The scientist turns down a pink egg, as he figures it to be infected with some kind of something he doesn’t want to take a chance on, and so our poachers take the typical “whoops” road and decide to go in search of another buyer instead of burning it up as instructed. They find one in a man named Zither, who hosts a vaguely defined TV show about pitting humanities worst monsters against one another. So let’s give him a facehugger – he then secrets the spawn of said hugger to a date to a pleasure planet run by super-whore (in terms of her selling everything) Ivy Derringer. Cue the bugger bursting and killing many people.
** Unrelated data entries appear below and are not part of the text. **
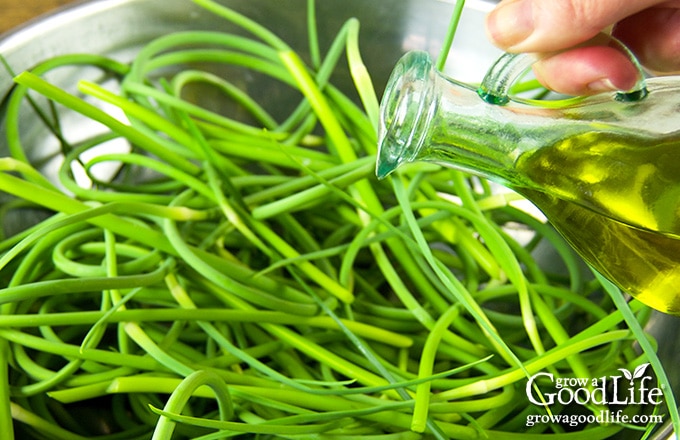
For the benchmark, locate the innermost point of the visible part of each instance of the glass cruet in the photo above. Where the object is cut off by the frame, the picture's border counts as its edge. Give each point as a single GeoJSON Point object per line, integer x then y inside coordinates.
{"type": "Point", "coordinates": [605, 169]}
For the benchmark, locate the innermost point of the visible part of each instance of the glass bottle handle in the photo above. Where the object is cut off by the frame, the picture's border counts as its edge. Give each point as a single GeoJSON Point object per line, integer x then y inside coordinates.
{"type": "Point", "coordinates": [503, 73]}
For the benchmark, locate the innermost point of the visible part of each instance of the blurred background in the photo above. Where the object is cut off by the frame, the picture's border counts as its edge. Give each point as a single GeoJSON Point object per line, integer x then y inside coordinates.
{"type": "Point", "coordinates": [15, 12]}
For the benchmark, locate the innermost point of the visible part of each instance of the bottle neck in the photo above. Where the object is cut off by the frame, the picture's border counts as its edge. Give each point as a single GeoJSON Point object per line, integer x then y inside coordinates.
{"type": "Point", "coordinates": [428, 117]}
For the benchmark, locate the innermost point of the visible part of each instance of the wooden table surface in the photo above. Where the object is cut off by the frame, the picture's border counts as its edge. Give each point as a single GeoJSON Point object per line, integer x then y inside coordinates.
{"type": "Point", "coordinates": [16, 12]}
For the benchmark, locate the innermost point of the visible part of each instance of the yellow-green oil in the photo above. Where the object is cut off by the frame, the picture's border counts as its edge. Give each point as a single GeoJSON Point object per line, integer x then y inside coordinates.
{"type": "Point", "coordinates": [616, 199]}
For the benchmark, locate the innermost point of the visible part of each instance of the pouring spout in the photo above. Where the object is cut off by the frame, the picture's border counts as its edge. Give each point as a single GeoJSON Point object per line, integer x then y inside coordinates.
{"type": "Point", "coordinates": [385, 165]}
{"type": "Point", "coordinates": [405, 112]}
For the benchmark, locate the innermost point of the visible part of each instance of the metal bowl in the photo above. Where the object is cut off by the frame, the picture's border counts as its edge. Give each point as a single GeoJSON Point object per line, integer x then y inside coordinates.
{"type": "Point", "coordinates": [389, 28]}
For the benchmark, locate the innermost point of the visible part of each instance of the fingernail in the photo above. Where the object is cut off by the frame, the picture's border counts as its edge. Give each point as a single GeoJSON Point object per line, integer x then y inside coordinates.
{"type": "Point", "coordinates": [602, 85]}
{"type": "Point", "coordinates": [510, 23]}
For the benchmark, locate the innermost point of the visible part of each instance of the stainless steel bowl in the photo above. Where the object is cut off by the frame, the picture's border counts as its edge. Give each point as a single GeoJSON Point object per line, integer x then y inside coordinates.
{"type": "Point", "coordinates": [388, 28]}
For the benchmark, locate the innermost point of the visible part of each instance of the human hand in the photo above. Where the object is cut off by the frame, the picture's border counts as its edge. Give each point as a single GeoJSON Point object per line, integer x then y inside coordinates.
{"type": "Point", "coordinates": [649, 28]}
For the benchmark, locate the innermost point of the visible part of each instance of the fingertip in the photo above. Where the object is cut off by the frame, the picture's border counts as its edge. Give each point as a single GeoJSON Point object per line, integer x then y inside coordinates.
{"type": "Point", "coordinates": [587, 71]}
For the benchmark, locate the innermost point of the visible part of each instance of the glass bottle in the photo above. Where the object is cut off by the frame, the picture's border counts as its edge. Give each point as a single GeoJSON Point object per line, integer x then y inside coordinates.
{"type": "Point", "coordinates": [605, 170]}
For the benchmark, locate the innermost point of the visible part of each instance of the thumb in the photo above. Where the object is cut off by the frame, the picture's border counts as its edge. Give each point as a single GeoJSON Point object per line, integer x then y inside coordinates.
{"type": "Point", "coordinates": [545, 26]}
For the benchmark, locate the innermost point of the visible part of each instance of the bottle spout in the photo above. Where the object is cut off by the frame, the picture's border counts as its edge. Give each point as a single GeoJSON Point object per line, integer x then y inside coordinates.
{"type": "Point", "coordinates": [404, 112]}
{"type": "Point", "coordinates": [384, 167]}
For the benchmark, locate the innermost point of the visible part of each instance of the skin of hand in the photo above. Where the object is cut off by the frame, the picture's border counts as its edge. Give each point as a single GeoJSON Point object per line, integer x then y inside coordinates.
{"type": "Point", "coordinates": [649, 28]}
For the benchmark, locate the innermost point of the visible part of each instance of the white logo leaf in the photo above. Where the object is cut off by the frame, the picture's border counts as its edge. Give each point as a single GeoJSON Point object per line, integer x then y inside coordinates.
{"type": "Point", "coordinates": [640, 371]}
{"type": "Point", "coordinates": [626, 373]}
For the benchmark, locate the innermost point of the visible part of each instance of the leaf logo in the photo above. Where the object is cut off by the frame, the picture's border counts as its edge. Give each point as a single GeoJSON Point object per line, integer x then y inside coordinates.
{"type": "Point", "coordinates": [637, 373]}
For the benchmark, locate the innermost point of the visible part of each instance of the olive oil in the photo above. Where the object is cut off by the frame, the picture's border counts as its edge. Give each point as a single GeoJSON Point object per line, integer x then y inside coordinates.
{"type": "Point", "coordinates": [604, 169]}
{"type": "Point", "coordinates": [616, 199]}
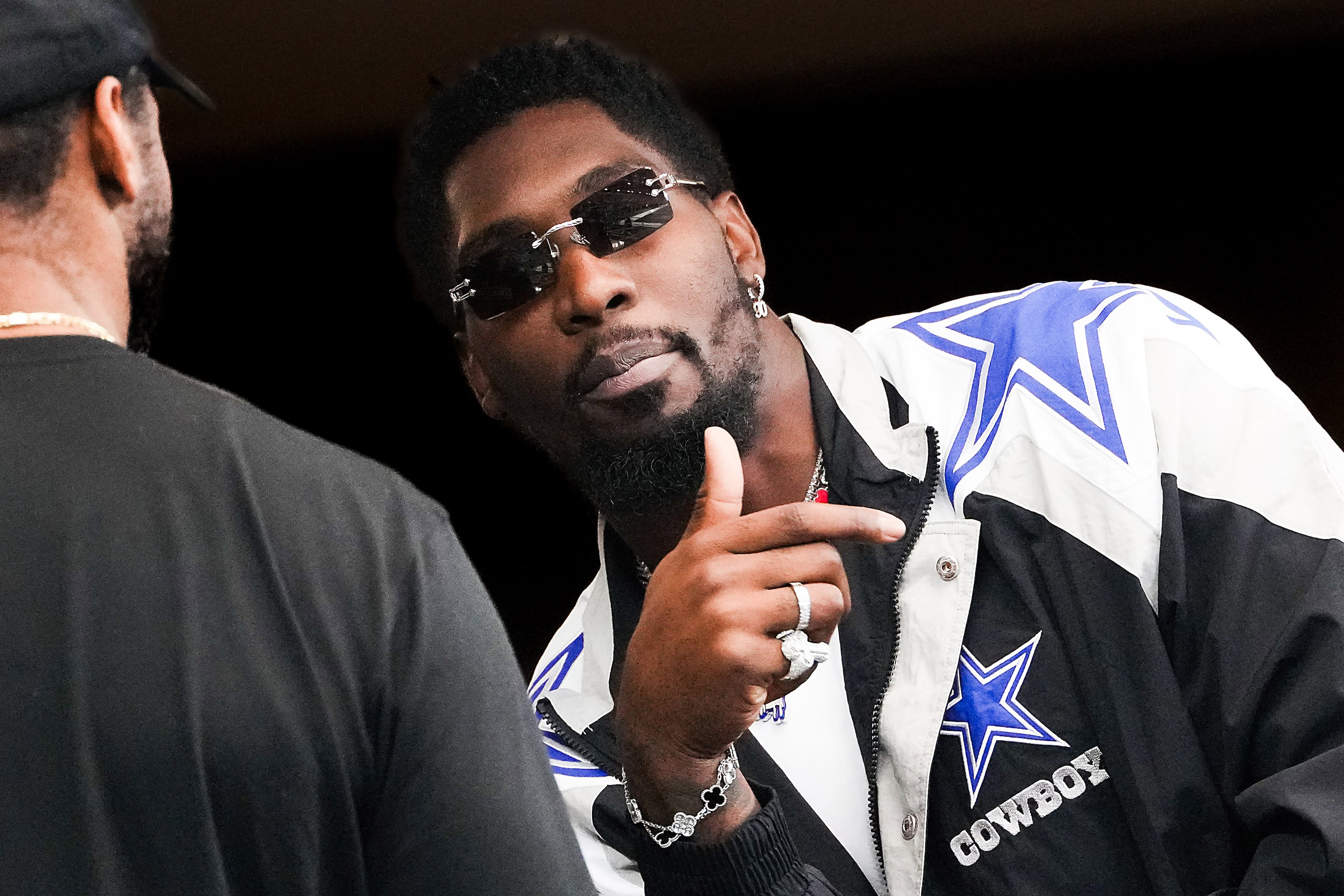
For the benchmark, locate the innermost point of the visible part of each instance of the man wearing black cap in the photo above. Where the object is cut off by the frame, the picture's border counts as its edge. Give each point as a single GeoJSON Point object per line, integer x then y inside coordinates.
{"type": "Point", "coordinates": [234, 659]}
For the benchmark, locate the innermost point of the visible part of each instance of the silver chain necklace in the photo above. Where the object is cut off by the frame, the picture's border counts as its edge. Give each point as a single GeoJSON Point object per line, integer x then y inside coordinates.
{"type": "Point", "coordinates": [819, 487]}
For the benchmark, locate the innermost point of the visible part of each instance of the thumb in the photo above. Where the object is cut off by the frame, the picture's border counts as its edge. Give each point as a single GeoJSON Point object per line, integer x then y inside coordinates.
{"type": "Point", "coordinates": [721, 495]}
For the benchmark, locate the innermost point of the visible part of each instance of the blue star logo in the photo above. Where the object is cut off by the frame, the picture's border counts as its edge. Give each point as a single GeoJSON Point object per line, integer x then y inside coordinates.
{"type": "Point", "coordinates": [984, 710]}
{"type": "Point", "coordinates": [1042, 339]}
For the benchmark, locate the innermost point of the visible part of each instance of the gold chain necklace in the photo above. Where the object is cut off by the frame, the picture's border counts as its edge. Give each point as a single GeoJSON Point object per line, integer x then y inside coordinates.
{"type": "Point", "coordinates": [55, 319]}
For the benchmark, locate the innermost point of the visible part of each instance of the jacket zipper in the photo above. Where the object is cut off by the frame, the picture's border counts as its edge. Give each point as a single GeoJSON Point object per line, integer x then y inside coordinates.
{"type": "Point", "coordinates": [573, 739]}
{"type": "Point", "coordinates": [912, 536]}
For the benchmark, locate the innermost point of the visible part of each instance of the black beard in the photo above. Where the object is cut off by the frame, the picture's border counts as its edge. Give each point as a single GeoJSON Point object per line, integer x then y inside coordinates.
{"type": "Point", "coordinates": [667, 467]}
{"type": "Point", "coordinates": [146, 273]}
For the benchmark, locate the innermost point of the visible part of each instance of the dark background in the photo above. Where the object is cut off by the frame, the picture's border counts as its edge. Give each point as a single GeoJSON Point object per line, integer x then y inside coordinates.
{"type": "Point", "coordinates": [886, 171]}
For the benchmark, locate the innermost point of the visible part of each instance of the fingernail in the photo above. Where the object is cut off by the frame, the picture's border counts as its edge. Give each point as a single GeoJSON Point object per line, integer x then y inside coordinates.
{"type": "Point", "coordinates": [892, 527]}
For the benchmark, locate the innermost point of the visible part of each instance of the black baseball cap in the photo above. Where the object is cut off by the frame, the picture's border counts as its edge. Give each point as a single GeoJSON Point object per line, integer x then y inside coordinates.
{"type": "Point", "coordinates": [53, 47]}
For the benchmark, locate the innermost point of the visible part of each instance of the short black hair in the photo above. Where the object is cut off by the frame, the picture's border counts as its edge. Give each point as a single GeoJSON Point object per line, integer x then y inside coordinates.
{"type": "Point", "coordinates": [540, 73]}
{"type": "Point", "coordinates": [34, 143]}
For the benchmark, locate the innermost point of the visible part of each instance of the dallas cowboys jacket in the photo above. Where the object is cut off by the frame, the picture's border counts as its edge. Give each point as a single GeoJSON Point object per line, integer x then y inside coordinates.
{"type": "Point", "coordinates": [1106, 659]}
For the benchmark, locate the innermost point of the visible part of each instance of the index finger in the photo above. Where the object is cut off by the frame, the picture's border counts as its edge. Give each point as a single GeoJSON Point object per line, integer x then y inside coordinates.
{"type": "Point", "coordinates": [803, 523]}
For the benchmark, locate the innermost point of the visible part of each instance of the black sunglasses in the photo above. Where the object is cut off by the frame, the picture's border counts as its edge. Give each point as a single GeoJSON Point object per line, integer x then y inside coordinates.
{"type": "Point", "coordinates": [619, 215]}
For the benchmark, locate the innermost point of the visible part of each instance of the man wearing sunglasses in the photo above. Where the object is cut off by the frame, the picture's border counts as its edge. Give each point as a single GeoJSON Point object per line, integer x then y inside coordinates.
{"type": "Point", "coordinates": [1035, 592]}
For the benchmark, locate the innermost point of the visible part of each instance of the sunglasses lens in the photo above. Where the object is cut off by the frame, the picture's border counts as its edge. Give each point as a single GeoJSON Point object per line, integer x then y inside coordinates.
{"type": "Point", "coordinates": [510, 276]}
{"type": "Point", "coordinates": [623, 213]}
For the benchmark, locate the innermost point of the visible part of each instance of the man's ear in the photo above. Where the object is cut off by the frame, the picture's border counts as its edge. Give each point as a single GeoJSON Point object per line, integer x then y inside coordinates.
{"type": "Point", "coordinates": [479, 379]}
{"type": "Point", "coordinates": [112, 143]}
{"type": "Point", "coordinates": [741, 236]}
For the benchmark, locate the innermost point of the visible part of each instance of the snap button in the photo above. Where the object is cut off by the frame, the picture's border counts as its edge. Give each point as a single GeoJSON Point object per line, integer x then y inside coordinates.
{"type": "Point", "coordinates": [947, 567]}
{"type": "Point", "coordinates": [907, 826]}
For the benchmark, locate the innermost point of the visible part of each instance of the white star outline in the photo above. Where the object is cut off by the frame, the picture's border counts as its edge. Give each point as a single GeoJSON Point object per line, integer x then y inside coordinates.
{"type": "Point", "coordinates": [1031, 731]}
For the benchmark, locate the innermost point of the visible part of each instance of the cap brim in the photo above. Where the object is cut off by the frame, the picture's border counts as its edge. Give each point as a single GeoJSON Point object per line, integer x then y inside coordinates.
{"type": "Point", "coordinates": [165, 74]}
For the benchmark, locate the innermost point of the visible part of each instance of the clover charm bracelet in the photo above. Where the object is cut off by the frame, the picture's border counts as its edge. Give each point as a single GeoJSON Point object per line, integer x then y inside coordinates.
{"type": "Point", "coordinates": [683, 825]}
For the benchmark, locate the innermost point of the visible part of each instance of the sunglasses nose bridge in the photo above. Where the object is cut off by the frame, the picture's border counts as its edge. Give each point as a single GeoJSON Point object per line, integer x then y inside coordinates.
{"type": "Point", "coordinates": [591, 287]}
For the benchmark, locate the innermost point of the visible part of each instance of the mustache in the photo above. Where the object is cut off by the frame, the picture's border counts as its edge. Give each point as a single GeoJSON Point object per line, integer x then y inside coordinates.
{"type": "Point", "coordinates": [674, 339]}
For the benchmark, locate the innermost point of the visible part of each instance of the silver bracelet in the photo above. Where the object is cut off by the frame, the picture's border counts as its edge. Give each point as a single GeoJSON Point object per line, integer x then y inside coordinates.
{"type": "Point", "coordinates": [683, 825]}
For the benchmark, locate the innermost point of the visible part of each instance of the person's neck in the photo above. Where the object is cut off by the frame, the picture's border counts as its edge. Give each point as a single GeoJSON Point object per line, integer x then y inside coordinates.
{"type": "Point", "coordinates": [50, 264]}
{"type": "Point", "coordinates": [776, 470]}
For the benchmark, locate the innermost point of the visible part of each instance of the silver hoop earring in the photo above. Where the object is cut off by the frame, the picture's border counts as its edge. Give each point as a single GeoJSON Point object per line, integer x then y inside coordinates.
{"type": "Point", "coordinates": [759, 305]}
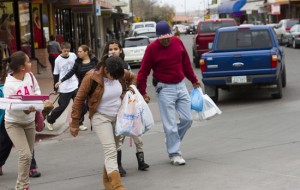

The catch here is that the alien is, indeed ill, leaving a trail of pink dust behind it that takes to the air… and infects people, the graphic results of which we see at series end. Woop.
The 3-issue mini is weird because it all follows a logical line from start to finish and drops several well-designed characters in the mix who are just left or right of being 1-dimensional. The overall mentality is one of complete indifference to the alien’s destruction, except that it can’t be allowed to continue. The art, by Francisco Solano Lopez, is excellent, sharing the thick figured look of many UK artists from the 2000 AD vein but without the slightly sarcastic tinge a lot of characters are given… reminding me of Colin Wilson, actually. And the gore is nicely dotted through to be properly effective, the bloody messes on the covers giving you a good cringe before flipping through 15 or 16 pages before seeing more chaos.